Ou melhor, há algo mais tragicômico, sim: é ler nos jornais que o senador Aécio Neves tinha uma mesada de R$ 50 mil por mês paga por Joesley Baptista, o chefe da quadrilha da JBS. Isso fora os quase R$ 150 milhões que levou por conta de doações para a campanha presidencial. Sinistro é ver Dilma Rousseff a dar tapinhas de apoio ao novo aliado e fazer discursos contra a corrupção. Ela que foi denunciada por tantas falcatruas em seu governo, embora a mídiapetista jure que ela promoveu uma “faxina” na corrupção federal. Trocar uma sujeira por outra é limpar?

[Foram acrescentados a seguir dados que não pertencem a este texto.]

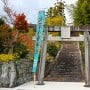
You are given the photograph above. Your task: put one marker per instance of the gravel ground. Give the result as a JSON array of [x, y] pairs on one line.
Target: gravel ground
[[51, 86]]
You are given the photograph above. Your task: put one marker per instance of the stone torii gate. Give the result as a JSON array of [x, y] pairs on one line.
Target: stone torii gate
[[66, 36]]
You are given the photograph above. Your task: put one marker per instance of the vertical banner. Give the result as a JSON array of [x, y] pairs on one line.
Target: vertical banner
[[39, 38]]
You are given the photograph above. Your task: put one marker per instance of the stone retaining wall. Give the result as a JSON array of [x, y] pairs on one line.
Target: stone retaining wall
[[23, 72]]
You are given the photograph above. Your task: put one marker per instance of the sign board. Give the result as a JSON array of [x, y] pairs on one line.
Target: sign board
[[39, 38], [65, 32]]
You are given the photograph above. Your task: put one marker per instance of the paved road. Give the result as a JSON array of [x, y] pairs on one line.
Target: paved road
[[51, 86]]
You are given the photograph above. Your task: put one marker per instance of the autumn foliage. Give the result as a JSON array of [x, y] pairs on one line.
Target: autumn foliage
[[27, 41], [20, 23]]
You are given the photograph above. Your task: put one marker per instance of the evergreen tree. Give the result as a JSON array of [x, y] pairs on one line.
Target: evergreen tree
[[55, 15], [81, 13]]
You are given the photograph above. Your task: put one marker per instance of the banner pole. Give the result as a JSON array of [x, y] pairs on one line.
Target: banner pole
[[34, 79]]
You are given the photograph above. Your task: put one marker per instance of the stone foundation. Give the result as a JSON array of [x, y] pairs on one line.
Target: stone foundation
[[23, 72]]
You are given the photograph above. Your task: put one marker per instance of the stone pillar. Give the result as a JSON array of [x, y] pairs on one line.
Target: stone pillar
[[87, 59]]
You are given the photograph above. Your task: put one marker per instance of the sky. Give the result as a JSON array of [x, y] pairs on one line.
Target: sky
[[31, 8]]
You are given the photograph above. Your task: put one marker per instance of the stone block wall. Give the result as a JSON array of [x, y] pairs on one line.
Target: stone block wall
[[23, 72]]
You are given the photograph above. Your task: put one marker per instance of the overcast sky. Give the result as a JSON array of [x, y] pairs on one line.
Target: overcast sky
[[31, 7]]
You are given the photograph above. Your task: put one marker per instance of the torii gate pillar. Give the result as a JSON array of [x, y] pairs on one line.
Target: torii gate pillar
[[87, 59]]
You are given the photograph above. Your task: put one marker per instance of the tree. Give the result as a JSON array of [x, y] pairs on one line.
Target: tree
[[1, 21], [81, 13], [20, 23], [9, 12], [55, 15]]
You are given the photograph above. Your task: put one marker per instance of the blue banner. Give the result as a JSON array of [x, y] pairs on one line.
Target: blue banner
[[40, 28]]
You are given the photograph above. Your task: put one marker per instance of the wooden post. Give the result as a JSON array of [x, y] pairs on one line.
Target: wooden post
[[43, 59], [87, 59]]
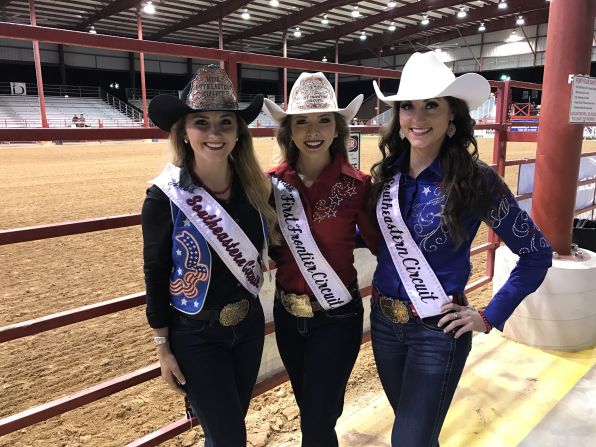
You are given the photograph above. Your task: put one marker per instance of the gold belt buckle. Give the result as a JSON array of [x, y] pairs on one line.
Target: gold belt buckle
[[395, 310], [233, 313], [297, 305]]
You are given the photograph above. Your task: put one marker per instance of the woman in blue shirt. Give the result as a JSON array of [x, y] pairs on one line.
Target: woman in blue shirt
[[430, 195]]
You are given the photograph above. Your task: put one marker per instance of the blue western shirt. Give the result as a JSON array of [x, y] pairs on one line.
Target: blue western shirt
[[420, 202]]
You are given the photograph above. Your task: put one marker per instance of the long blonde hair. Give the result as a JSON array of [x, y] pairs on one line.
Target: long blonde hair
[[245, 164]]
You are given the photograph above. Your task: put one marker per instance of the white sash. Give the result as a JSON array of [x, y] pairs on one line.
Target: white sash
[[419, 280], [329, 290], [217, 227]]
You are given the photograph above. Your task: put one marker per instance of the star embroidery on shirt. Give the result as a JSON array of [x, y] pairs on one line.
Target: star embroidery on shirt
[[335, 199]]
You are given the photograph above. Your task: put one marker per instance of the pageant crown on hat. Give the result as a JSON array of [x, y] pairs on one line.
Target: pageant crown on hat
[[312, 93], [424, 76], [210, 90]]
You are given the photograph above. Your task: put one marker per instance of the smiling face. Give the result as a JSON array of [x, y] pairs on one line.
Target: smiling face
[[212, 135], [424, 122], [313, 133]]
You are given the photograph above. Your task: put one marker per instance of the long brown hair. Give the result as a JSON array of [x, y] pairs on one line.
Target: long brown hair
[[245, 164], [469, 183], [290, 151]]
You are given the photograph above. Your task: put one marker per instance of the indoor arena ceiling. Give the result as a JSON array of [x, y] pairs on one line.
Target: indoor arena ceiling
[[390, 27]]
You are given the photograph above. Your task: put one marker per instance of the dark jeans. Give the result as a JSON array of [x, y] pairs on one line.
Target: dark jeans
[[419, 367], [319, 354], [220, 365]]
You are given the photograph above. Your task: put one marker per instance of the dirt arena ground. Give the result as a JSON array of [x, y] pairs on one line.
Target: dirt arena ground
[[50, 184]]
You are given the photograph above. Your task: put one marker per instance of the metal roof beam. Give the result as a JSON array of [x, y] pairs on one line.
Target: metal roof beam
[[386, 39], [204, 16], [110, 10], [289, 21]]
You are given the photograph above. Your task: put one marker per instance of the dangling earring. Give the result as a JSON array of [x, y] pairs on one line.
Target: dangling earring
[[451, 129]]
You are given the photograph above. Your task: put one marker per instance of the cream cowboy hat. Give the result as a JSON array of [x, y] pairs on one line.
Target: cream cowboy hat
[[424, 76], [312, 93]]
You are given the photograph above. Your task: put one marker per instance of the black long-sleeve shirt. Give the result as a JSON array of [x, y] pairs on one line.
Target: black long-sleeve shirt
[[157, 226]]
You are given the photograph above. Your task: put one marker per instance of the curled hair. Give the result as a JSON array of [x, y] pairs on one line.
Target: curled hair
[[245, 165], [469, 183], [290, 151]]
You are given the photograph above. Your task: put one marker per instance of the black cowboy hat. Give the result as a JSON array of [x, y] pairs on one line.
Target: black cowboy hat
[[210, 90]]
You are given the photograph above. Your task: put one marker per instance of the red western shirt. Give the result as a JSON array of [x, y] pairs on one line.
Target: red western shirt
[[334, 205]]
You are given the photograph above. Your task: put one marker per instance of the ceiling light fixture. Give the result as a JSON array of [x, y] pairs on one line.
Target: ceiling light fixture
[[149, 8]]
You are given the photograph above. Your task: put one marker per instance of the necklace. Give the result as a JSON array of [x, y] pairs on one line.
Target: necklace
[[223, 191]]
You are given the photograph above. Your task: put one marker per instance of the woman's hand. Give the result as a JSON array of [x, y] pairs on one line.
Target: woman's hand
[[461, 319], [170, 371]]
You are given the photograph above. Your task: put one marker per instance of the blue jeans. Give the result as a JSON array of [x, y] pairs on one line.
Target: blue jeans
[[419, 367], [220, 365], [319, 354]]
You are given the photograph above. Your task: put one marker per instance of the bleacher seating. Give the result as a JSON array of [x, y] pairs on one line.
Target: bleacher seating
[[23, 111]]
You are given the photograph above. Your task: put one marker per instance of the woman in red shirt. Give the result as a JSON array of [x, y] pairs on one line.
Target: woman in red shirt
[[320, 199]]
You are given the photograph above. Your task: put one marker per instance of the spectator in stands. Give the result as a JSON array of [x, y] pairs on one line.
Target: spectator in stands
[[430, 194], [205, 221], [320, 199]]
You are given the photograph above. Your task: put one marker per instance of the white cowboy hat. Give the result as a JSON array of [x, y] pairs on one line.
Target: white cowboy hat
[[424, 76], [312, 93]]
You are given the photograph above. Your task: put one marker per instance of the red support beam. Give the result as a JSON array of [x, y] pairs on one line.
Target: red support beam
[[569, 51], [204, 16]]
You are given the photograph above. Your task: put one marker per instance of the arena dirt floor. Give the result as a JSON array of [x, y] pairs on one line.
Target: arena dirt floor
[[50, 184]]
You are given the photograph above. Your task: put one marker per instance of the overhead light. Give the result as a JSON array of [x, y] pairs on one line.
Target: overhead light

Não é demais repetir. A verdade é que a vida pública no Brasil degenerou a tal ponto que ficou criada a seguinte situação: os sócios-proprietários do governo, divididos em bandos rivais que tentam se exterminar uns aos outros, perderam a capacidade de tomar qualquer decisão certa, seja ela qual for. Só conseguem errar. Há 14 milhões de brasileiros desempregados, levando uma vida de tormento silencioso e diário, enquanto os donos do aparelho de governo fazem tudo o que podem para manter o mundo da produção paralisado e sem oportunidades. O Brasil chegou aos 60 000 homicídios por ano — e responde por 10% de todos os assassinatos cometidos no mundo. Não há esgotos. Mas os barões, duques e arquiduques que controlam as decisões públicas se matam para ganhar seus joguinhos nos tribunais e em outros terreiros de disputa. Estão cegos.

Poucas vezes a degradação que criaram no país ficou tão clara. A política é comandada por essa aberração conhecida como “Tribunal Superior Eleitoral”. De um lado, é mais do que sabido, pela exposição dos fatos, que em 2014 a ex-presidente Dilma Rousseff fez a campanha mais corrompida, fraudada e criminosa na história das eleições brasileiras, levando-se em conta a estonteante quantidade de delitos cometidos para mantê-la no cargo. É impossível, também, fazer de conta que o atual presidente, na condição de seu vice, não foi um beneficiário direto da trapaça — simplesmente ganhou a Presidência da República quando Dilma foi despejada do posto por fraude contábil, depois de um governo corrupto, trapaceiro e inepto.

Resultado: temos um governo de baixa legitimidade, sem nenhum apoio social, que sobrevive das manobras que lhe dão maioria no Legislativo e que custam ao contribuinte uma fortuna. É nossa sina. Apesar da insanidade geral, a desordem continua.